The web interface is, as my friend Will says, a toy. For the serious scholar, there's much more to be done with ngrams, and one can be careful as well as lazy with the conclusions one draws. But the toy has a "boom! proven with statistics!" quality, a reality-effect that's enormously pleasurable, even, as Patricia Cohen writes for the NYT, "addictive." (That's the point of toys, isn't it?) That's why I'm inclined to agree with Jen Howard, who writes that her "skepticism is mostly directed at how people will use it and what kinds of conclusions they will jump to on dubious evidence." That sort of jumping is practically built into the ngrams tool.

Woolf, Virginia.

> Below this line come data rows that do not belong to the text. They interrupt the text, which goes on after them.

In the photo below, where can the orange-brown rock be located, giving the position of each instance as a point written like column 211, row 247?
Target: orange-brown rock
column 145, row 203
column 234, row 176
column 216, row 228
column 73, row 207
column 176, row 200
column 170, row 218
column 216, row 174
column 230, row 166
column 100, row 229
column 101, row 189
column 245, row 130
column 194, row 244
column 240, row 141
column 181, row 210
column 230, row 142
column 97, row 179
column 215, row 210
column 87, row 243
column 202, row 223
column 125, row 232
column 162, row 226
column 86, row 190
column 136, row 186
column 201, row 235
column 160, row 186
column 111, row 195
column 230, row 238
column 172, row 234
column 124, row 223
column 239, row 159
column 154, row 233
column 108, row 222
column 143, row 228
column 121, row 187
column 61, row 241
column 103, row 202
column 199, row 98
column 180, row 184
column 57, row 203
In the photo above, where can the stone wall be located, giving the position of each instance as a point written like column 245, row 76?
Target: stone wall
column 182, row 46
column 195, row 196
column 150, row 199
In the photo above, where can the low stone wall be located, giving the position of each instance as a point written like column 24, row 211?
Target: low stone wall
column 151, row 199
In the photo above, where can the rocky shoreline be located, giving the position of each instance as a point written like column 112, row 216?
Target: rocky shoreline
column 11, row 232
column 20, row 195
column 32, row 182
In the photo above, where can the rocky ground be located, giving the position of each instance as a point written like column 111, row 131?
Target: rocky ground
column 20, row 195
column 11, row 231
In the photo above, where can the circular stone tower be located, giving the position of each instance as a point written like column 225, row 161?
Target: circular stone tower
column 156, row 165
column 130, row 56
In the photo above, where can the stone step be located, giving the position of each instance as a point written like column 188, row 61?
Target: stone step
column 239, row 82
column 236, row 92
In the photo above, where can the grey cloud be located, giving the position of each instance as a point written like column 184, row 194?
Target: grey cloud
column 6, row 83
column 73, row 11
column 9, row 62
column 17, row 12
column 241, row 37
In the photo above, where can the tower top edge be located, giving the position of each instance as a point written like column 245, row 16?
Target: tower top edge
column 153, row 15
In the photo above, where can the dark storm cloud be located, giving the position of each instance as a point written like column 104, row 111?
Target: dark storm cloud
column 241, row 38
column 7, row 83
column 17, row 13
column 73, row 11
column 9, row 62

A Room of One's Own. Annot. and introd. Susan Gubar. 1929; Orlando: Harcourt, 2005. Print.

Previously on text-mining:
Dec. 16, 2010
Dec. 14, 2010
Google's automatic writing and the gendering of birds


SEB said...

Oh man. My first reaction was that the Chinese word for the Tian'anmen Square incident of 1989 doesn't include the Chinese words "Tian'anmen Square."

Natalia said...

Fans of things that make sense will also be irritated to learn that GBN reads the long S as an F.

The more you know.

skg said...

Angry Birds: casual game played on smartphones. Not very exciting.

Natalia said...

Heh. Thanks, S.

Sean Jacobs said...

My five year old plays Angry Birds incessantly on my iPhone.

Natalia said...

If you show your kid the Google Books Ngrams Viewer, maybe you can get your phone back.